Bu arada De Meo’nun başarılarının altındaki modellere baktığımızda hep küçük ve moda olan otomobiller görüyoruz. Lancia Ypsilon, Fiat 500 ve Alfa Romeo MiTo. Bunun şu açıdan çok büyük önemi var.

Yaşanan global krizle birlikte tüm dünyada otomobil tercihleri hızla değişmeye başlıyor. Devasa otomobillerin anavatanı olan Amerika’da bile talep küçük ve ekonomik araçlara kayıyor. Yani önümüzdeki dönemde otomotiv sektörünü küçük ve ekonimik araçlar şekillendirecek. Şimdi VW’nin De Meo’yu tüm pazarlamanın başına getirmesinin sebebi de daha iyi anlaşılıyor. Çünkü VW Grubu, önümüzdeki bir kaç yıl içinde geleceğini şekillendirecek çok önemli küçük modelleri piyasaya sunmaya hazırlanıyor. Bu yıl sonunda VW cephesinde iki önemli küçük model vitrine çıkacak. Yeni Polo ve en küçük VW modeli olacak Up. Bunun yanı sıra Audi’nin de en küçük modeli A1 devreye girecek. Bu modeller geliştirme aşamasındayken De Meo’nun transfer edilmesi çok önemli. VW, De Meo’nun farklı ve etkileyici pazarlama stratejilerinden yararlanmak istiyor.

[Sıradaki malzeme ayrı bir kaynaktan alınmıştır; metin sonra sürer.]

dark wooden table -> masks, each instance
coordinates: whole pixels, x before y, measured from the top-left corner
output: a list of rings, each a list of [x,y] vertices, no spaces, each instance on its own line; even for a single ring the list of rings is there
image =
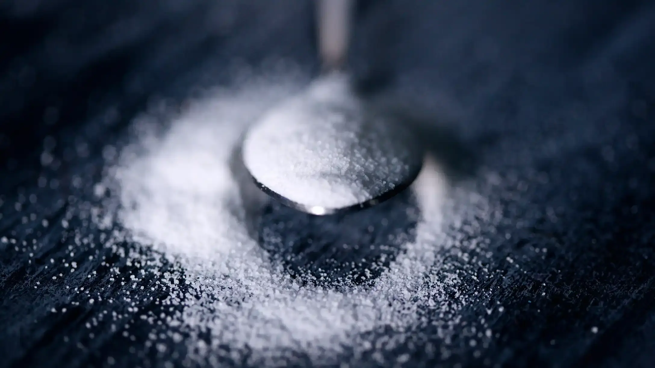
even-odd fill
[[[88,183],[102,175],[103,147],[120,142],[152,101],[179,104],[199,86],[229,81],[235,58],[265,65],[274,56],[316,69],[309,3],[272,3],[0,4],[0,367],[182,361],[183,344],[168,341],[165,353],[145,346],[153,327],[130,316],[126,303],[91,304],[73,291],[86,286],[109,299],[123,288],[107,283],[101,262],[128,272],[136,266],[111,249],[76,244],[76,234],[103,230],[71,211],[92,200]],[[409,353],[408,367],[652,367],[655,3],[453,3],[369,2],[357,28],[357,75],[393,77],[381,90],[429,91],[426,101],[438,101],[451,120],[423,136],[455,186],[472,185],[500,209],[493,224],[469,219],[449,230],[463,246],[442,255],[447,272],[463,275],[453,297],[466,303],[449,344],[430,327],[419,331],[449,354],[429,354],[424,344],[384,354]],[[400,196],[345,219],[271,205],[261,226],[278,231],[282,245],[259,242],[287,259],[288,272],[315,272],[322,265],[307,255],[312,249],[411,233],[415,221],[402,217],[390,230],[377,227],[377,236],[364,230],[415,207],[412,200]],[[291,225],[279,230],[284,221]],[[313,248],[298,249],[308,238]],[[465,246],[474,241],[483,248]],[[61,271],[47,268],[50,259],[69,246],[79,268],[54,281]],[[489,277],[466,276],[481,274]],[[499,305],[502,312],[480,324]],[[51,312],[63,307],[66,313]],[[172,312],[154,303],[140,308]],[[130,339],[102,323],[89,337],[87,323],[105,310],[131,323]],[[483,325],[494,335],[483,348],[473,346],[471,327]],[[378,363],[365,355],[357,364]]]

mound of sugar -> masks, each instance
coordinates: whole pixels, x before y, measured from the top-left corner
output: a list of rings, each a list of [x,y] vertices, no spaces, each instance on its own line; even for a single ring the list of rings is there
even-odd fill
[[[191,337],[191,359],[238,359],[249,352],[263,365],[283,365],[297,354],[333,363],[345,346],[356,356],[379,349],[367,333],[402,333],[424,323],[426,310],[449,316],[464,303],[449,298],[434,276],[440,249],[453,240],[442,228],[446,181],[430,160],[412,187],[421,212],[415,240],[372,286],[303,285],[270,262],[249,234],[231,167],[248,124],[296,89],[257,85],[217,93],[173,122],[162,138],[146,134],[126,148],[109,170],[107,182],[118,185],[118,221],[183,268],[172,277],[188,290],[172,292],[166,302],[181,312],[166,320]],[[225,344],[229,352],[220,348]]]
[[[331,74],[257,122],[243,155],[276,194],[304,208],[339,209],[413,180],[419,146],[406,127],[364,109],[346,75]]]

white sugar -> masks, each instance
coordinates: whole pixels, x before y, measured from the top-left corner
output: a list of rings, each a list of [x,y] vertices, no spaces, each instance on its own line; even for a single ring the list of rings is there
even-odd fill
[[[260,84],[217,93],[172,122],[163,137],[145,133],[109,171],[106,185],[119,193],[118,221],[134,239],[182,267],[170,275],[175,282],[166,303],[183,308],[166,321],[189,333],[190,359],[238,359],[246,346],[264,365],[282,364],[290,350],[328,363],[350,346],[356,358],[402,342],[403,331],[425,323],[426,310],[455,323],[465,303],[447,297],[445,284],[436,281],[457,284],[457,275],[439,267],[440,251],[457,244],[443,230],[444,213],[449,221],[457,216],[445,205],[444,176],[430,160],[412,187],[422,217],[416,238],[402,245],[372,286],[302,285],[269,261],[246,226],[244,184],[233,160],[248,124],[297,87]],[[304,184],[286,190],[301,193]],[[188,287],[186,294],[174,291],[178,284]],[[383,327],[400,335],[384,342],[364,337]],[[206,334],[208,344],[200,337]],[[219,348],[225,344],[230,352]]]
[[[408,130],[364,107],[331,74],[267,113],[248,132],[244,161],[269,189],[303,207],[339,209],[414,179],[422,154]]]

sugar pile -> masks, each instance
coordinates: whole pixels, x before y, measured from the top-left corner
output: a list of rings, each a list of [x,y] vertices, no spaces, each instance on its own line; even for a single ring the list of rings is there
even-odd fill
[[[373,200],[416,177],[420,145],[405,126],[364,108],[348,76],[324,76],[248,132],[244,161],[258,181],[305,208]]]
[[[249,198],[242,198],[233,172],[234,152],[248,125],[297,86],[259,83],[216,92],[194,103],[162,136],[145,130],[108,172],[106,185],[117,193],[116,220],[132,239],[181,267],[170,276],[187,291],[172,291],[166,301],[181,311],[165,320],[190,336],[185,343],[194,361],[238,360],[249,352],[263,365],[284,365],[297,354],[329,363],[346,350],[356,359],[393,348],[429,323],[427,312],[455,323],[466,303],[446,295],[457,276],[444,276],[440,266],[440,251],[458,242],[443,230],[458,221],[448,198],[485,204],[474,193],[449,190],[430,160],[411,187],[421,216],[415,239],[402,245],[372,286],[302,285],[271,262],[248,229]],[[365,337],[390,328],[397,337]]]

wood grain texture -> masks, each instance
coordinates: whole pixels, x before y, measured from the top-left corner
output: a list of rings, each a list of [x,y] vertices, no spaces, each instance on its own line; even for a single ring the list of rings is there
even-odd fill
[[[358,49],[361,39],[353,43],[351,62],[362,75],[376,69],[367,52],[391,56],[380,61],[396,77],[384,93],[427,88],[426,103],[446,107],[441,113],[452,121],[421,125],[423,136],[453,185],[466,182],[501,209],[493,225],[477,219],[449,229],[462,246],[443,249],[444,264],[464,280],[451,297],[466,301],[451,340],[430,325],[421,339],[386,353],[389,366],[404,353],[408,367],[651,366],[655,8],[646,1],[453,3],[385,1],[384,11],[370,5],[357,34],[389,34],[384,28],[393,26],[394,37],[379,53]],[[111,162],[103,148],[123,141],[134,117],[156,110],[158,98],[180,105],[198,86],[227,83],[234,58],[261,65],[274,55],[316,70],[312,14],[307,2],[291,0],[3,3],[0,367],[182,362],[183,344],[165,338],[162,352],[145,343],[169,327],[130,311],[173,313],[160,303],[165,289],[140,294],[110,282],[111,267],[128,273],[147,265],[77,244],[79,232],[100,238],[109,230],[74,209],[98,200],[92,183]],[[45,149],[53,160],[47,165]],[[273,204],[258,214],[259,241],[291,274],[329,270],[330,286],[361,278],[364,268],[375,277],[386,267],[381,254],[398,251],[383,240],[411,238],[417,211],[409,194],[347,219],[312,218]],[[392,226],[369,230],[383,218]],[[311,246],[301,246],[307,239]],[[484,247],[470,244],[479,239]],[[345,242],[359,249],[333,248]],[[364,262],[352,267],[356,257]],[[80,266],[70,272],[51,259]],[[483,326],[493,338],[472,345]],[[365,356],[358,364],[376,361]]]

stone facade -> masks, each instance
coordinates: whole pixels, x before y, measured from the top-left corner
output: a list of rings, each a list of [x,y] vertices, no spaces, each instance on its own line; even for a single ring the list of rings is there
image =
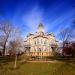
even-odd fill
[[[38,31],[29,33],[25,39],[25,49],[29,56],[51,56],[52,44],[57,44],[53,33],[45,33],[42,23],[38,26]]]

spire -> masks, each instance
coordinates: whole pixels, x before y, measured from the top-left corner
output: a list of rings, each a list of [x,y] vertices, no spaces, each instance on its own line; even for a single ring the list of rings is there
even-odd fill
[[[38,25],[38,32],[44,32],[44,26],[42,23]]]

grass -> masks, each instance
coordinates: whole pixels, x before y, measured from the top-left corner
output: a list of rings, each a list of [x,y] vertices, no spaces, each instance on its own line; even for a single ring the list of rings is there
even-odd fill
[[[3,59],[0,58],[0,61]],[[4,58],[4,60],[8,60]],[[10,60],[10,59],[9,59]],[[13,69],[14,62],[0,62],[0,75],[75,75],[74,63],[21,63]]]

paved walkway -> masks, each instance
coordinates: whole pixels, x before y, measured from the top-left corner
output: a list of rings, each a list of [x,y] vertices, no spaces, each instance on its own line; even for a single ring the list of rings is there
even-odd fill
[[[21,61],[21,62],[25,62],[25,61]],[[27,61],[27,62],[31,62],[31,63],[61,63],[61,61],[57,61],[57,60],[53,60],[53,61],[44,61],[44,60],[38,60],[38,61]]]

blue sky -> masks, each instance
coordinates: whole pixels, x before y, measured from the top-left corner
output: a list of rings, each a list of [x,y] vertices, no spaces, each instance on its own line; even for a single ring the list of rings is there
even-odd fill
[[[46,32],[59,32],[74,19],[75,0],[0,0],[0,21],[9,20],[21,30],[21,36],[36,32],[40,22]]]

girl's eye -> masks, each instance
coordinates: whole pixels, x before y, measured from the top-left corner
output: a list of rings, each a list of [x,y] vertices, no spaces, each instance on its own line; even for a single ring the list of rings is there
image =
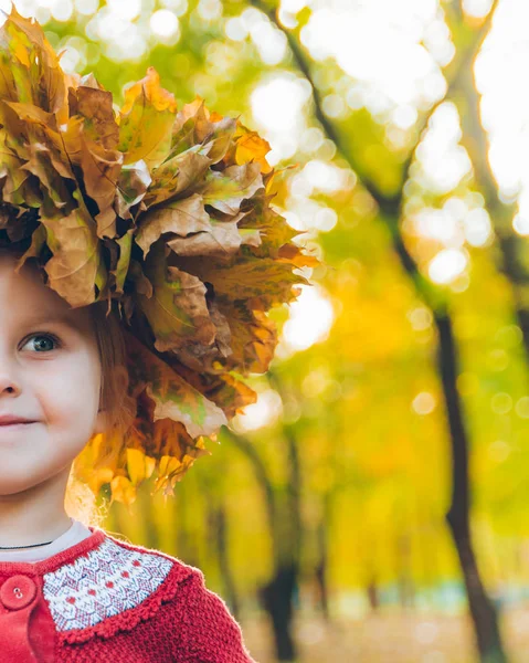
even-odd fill
[[[28,343],[30,340],[32,340],[33,338],[38,339],[38,343],[34,344],[34,348],[36,348],[36,351],[42,352],[42,351],[50,351],[53,350],[55,348],[61,347],[61,341],[59,340],[59,338],[56,336],[54,336],[53,334],[33,334],[32,336],[30,336],[28,338]],[[44,343],[42,343],[44,340]],[[50,347],[50,344],[54,344],[55,348]],[[27,344],[24,344],[27,345]]]

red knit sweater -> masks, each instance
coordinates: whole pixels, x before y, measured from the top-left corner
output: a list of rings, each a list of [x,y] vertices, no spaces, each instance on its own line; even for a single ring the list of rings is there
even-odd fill
[[[202,571],[91,529],[43,561],[0,562],[2,663],[255,663]]]

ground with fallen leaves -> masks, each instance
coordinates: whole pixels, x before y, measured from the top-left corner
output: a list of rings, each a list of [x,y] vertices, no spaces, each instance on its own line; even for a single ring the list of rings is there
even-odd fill
[[[258,663],[276,663],[265,618],[241,620]],[[501,629],[510,663],[529,663],[529,606],[505,611]],[[467,618],[373,614],[362,620],[304,618],[295,624],[298,663],[477,663]]]

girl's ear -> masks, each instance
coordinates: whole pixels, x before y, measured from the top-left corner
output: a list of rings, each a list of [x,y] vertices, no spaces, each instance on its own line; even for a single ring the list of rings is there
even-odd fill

Bana göre VW son yılların en önemli transferini gerçekleştiriyor. Zaten otomotiv dünyasında güçlü ve kaliteli bir imaja sahip olan VW’nin tek eksiği çok iyi pazarlanamamasıydı. Şimdi De Meo’yla bu eksiklik de çözülecek. 2020’li yıllarda Toyota’yı geçerek dünyanın en büyük otomotiv şirketi olmayı hedefleyen VW’nin bu hamlesiyle bunu gerçekten istediği de net olarak anlaşılıyor. Şimdi bütün gözler VW’nin 100 farklı modelinin sorumluluğunu alacak De Meo’ya çevrilmiş durumda.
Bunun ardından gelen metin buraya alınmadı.